La correzione dei giorni scorsi è stata del 5 per cento. Se ci è sembrata tosta è perché in questo rialzo regolare e inesorabile che dura da più di un anno ci siamo abituati a chiamare correzioni anche discese dell'uno per cento. In realtà si è trattato di un fenomeno benigno, prontamente seguito da un recupero.

Tutto qui, dunque? No, c'è dell'altro. Questa volta si è avvertita anche una punta di disagio autentica sulla realtà sottostante che potrebbe perdurare ancora qualche settimana. Luglio e agosto sono stati mesi deludenti sul piano della crescita, in particolare in America e in Asia. Settembre è partito meglio, ma gli effetti della variante delta non sono venuti meno del tutto. Sono effetti psicologici che limitano la propensione al consumo e sono anche effetti pratici, come le strozzature sul lato dell'offerta, soprattutto in Asia.

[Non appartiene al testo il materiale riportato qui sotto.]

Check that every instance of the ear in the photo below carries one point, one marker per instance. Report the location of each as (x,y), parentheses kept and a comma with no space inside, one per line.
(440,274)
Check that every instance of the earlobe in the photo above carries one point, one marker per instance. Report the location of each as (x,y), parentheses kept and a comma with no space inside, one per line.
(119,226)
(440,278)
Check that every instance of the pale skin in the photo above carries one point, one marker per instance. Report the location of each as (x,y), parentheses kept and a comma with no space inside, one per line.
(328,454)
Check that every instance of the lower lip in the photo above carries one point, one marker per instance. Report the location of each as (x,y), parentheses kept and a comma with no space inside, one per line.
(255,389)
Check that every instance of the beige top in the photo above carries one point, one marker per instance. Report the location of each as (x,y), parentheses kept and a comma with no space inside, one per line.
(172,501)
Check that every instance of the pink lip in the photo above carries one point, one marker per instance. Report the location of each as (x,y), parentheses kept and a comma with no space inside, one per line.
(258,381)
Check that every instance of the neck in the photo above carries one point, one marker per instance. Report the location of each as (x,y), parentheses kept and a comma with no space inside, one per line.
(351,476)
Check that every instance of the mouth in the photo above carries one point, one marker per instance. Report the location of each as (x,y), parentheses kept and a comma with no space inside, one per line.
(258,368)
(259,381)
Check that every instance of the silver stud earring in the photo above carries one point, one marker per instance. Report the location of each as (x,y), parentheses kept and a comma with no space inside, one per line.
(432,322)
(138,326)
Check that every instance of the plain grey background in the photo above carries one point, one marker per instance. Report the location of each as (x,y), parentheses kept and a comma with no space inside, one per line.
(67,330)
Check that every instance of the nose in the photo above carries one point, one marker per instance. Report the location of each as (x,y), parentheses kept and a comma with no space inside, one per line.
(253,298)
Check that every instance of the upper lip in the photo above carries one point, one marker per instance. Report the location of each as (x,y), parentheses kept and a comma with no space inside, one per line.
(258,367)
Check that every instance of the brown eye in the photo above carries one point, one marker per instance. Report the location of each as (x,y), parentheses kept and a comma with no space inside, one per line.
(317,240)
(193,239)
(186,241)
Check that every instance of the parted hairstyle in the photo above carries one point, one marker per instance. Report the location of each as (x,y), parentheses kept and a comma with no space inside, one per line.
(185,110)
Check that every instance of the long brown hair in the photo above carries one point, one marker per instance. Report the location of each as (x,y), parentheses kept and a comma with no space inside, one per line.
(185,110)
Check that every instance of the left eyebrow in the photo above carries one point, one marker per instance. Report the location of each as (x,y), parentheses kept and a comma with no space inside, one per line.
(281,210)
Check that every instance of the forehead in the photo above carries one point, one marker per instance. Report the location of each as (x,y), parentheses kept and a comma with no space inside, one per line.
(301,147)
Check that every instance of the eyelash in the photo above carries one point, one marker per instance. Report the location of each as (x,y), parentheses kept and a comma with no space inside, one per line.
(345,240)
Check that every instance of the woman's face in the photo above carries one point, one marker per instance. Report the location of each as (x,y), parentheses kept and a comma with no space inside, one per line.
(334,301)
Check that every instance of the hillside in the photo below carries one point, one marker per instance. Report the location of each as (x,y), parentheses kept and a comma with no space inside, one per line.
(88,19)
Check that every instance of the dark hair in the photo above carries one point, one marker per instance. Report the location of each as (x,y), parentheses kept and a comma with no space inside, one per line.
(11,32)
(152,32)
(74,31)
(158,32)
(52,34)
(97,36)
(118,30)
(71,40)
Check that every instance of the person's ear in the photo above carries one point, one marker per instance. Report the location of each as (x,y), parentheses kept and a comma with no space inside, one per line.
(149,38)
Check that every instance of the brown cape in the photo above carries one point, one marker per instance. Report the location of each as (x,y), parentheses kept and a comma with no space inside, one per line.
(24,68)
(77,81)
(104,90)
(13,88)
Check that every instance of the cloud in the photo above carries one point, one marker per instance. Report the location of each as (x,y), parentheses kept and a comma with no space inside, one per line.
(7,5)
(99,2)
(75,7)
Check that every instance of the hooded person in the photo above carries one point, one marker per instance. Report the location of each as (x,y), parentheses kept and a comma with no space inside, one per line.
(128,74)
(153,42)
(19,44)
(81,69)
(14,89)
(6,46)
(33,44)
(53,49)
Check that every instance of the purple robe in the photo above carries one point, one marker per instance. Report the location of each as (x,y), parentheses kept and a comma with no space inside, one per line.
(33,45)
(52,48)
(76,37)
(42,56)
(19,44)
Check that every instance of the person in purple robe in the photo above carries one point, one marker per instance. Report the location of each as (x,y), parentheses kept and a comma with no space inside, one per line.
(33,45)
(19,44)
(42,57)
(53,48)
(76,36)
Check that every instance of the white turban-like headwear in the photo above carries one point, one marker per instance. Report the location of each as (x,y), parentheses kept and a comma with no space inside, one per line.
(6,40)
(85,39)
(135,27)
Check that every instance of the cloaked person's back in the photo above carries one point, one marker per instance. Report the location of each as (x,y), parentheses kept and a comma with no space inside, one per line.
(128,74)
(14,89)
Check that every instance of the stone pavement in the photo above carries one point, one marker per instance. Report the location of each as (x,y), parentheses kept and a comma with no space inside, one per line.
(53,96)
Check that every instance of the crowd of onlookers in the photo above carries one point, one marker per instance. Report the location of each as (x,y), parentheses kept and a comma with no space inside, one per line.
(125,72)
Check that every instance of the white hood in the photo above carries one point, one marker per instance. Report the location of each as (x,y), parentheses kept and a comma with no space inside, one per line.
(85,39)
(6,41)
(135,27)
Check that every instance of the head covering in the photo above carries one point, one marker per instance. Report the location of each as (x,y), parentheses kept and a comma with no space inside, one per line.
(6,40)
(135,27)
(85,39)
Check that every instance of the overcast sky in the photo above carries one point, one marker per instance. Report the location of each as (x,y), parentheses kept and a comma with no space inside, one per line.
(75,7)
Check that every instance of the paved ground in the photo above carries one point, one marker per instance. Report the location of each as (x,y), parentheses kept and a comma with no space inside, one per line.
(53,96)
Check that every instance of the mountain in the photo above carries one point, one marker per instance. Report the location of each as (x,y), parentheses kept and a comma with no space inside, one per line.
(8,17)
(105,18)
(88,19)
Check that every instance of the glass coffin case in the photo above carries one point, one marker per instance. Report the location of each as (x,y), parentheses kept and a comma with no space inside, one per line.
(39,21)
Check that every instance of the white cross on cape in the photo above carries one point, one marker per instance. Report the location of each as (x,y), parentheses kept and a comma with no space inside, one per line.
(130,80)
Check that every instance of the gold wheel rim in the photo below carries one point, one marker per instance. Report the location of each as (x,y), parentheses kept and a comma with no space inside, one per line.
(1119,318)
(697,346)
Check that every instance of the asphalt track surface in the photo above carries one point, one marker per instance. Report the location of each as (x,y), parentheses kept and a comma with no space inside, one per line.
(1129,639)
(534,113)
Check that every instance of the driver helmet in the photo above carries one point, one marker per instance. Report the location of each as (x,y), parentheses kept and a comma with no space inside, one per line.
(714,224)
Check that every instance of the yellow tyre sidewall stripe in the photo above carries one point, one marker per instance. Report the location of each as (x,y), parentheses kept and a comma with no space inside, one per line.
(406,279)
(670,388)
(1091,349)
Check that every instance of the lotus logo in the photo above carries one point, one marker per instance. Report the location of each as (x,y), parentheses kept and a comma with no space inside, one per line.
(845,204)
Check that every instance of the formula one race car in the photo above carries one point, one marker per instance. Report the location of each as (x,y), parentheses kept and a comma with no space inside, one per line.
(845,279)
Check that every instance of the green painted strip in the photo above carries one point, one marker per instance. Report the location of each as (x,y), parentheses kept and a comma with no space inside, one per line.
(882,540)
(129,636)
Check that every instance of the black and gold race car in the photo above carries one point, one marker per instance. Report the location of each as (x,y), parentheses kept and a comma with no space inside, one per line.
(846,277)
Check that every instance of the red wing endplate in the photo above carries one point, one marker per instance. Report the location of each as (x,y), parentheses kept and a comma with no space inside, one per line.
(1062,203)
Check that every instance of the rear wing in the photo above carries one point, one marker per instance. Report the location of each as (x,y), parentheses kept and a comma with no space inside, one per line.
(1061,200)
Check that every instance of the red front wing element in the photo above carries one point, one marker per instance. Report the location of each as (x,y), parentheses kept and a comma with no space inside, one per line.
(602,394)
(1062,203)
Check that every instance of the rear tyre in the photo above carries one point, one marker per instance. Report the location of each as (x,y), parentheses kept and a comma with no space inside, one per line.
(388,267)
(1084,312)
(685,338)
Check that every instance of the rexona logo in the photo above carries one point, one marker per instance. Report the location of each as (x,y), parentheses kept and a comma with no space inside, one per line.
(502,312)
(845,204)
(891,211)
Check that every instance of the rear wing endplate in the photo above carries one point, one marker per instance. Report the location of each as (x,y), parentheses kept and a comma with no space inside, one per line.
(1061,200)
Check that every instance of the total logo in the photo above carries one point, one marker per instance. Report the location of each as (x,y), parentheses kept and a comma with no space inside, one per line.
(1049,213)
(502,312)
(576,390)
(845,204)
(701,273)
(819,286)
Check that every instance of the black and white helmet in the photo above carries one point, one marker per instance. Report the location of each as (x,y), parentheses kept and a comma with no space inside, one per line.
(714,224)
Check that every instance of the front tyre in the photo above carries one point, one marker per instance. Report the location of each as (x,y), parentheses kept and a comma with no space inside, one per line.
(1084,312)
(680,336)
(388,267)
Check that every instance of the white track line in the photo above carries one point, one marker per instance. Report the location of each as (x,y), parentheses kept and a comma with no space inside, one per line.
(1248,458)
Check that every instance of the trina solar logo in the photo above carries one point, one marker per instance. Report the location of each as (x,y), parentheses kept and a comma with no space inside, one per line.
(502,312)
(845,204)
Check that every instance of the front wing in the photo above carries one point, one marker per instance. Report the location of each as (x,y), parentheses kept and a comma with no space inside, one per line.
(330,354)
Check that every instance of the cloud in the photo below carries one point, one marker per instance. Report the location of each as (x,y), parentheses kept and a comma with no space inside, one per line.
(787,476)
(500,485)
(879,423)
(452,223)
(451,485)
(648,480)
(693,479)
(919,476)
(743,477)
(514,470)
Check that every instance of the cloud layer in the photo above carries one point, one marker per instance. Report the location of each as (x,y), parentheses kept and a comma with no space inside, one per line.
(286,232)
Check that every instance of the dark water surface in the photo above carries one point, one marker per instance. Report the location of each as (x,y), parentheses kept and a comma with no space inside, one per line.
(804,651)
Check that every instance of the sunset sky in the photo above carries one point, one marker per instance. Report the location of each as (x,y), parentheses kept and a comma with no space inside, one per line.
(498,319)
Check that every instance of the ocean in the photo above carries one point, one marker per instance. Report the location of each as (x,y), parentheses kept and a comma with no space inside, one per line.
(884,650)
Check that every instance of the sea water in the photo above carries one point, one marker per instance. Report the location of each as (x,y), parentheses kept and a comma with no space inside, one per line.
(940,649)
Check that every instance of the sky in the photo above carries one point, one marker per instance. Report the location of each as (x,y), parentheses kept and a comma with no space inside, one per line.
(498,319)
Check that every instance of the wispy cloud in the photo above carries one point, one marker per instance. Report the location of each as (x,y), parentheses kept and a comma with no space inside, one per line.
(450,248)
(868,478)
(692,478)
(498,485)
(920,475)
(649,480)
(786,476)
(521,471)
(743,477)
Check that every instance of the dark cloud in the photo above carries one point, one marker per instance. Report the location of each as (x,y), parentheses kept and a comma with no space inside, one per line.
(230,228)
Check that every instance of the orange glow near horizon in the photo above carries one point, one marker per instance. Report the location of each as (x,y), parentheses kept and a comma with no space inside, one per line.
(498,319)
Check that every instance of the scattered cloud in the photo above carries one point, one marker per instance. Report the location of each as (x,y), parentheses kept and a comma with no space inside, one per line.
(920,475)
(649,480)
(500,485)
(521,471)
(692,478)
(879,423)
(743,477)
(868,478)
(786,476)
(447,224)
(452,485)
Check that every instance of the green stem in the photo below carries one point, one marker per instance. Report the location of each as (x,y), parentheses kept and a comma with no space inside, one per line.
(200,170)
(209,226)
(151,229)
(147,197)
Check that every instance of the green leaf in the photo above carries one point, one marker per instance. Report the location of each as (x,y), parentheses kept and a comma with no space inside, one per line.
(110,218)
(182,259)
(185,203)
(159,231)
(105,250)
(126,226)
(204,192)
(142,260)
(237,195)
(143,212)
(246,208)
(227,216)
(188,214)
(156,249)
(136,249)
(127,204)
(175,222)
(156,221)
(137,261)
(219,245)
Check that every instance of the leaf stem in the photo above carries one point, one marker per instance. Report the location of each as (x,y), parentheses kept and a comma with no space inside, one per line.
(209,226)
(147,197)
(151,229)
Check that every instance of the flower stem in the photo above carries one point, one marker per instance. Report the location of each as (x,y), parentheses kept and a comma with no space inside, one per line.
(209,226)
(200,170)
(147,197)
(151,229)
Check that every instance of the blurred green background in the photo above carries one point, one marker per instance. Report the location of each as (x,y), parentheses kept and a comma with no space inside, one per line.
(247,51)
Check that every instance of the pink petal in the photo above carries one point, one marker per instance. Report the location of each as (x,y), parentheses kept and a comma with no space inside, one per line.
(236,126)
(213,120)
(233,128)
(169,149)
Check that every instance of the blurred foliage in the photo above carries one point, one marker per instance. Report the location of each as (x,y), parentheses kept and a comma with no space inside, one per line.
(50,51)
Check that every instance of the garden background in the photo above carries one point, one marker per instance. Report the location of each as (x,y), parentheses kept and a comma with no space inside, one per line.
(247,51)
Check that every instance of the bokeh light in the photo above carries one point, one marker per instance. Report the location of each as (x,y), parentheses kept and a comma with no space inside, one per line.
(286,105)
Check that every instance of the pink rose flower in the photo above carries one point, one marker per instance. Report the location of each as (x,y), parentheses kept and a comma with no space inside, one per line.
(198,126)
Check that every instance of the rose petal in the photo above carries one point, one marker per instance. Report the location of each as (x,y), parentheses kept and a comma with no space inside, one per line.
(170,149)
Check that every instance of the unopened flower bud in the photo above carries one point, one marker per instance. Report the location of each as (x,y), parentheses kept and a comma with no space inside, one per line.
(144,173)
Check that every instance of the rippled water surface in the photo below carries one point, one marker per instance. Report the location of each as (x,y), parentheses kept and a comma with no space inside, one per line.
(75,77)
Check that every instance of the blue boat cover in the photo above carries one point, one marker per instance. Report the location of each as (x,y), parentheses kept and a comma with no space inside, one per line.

L'inflazione è sembrata attenuarsi in America, ma a livello globale c'è del fuoco che cova sotto la cenere. I forti rialzi del prezzo del gas possono anche avere ragioni specifiche, ma ci ricordano che un mondo che ha smesso bruscamente di investire in energie fossili senza avere altrettanto velocemente approntato fonti alternative rimarrà vulnerabile a rincari per tutto il prossimo decennio. Senza contare che i rincari dell'energia possono avere effetti sorprendenti sui settori industriali che ne consumano di più, come si è già visto con i drastici tagli alla produzione di fertilizzanti (che causeranno a valle rincari negli alimentari) per effetto del rialzo del gas.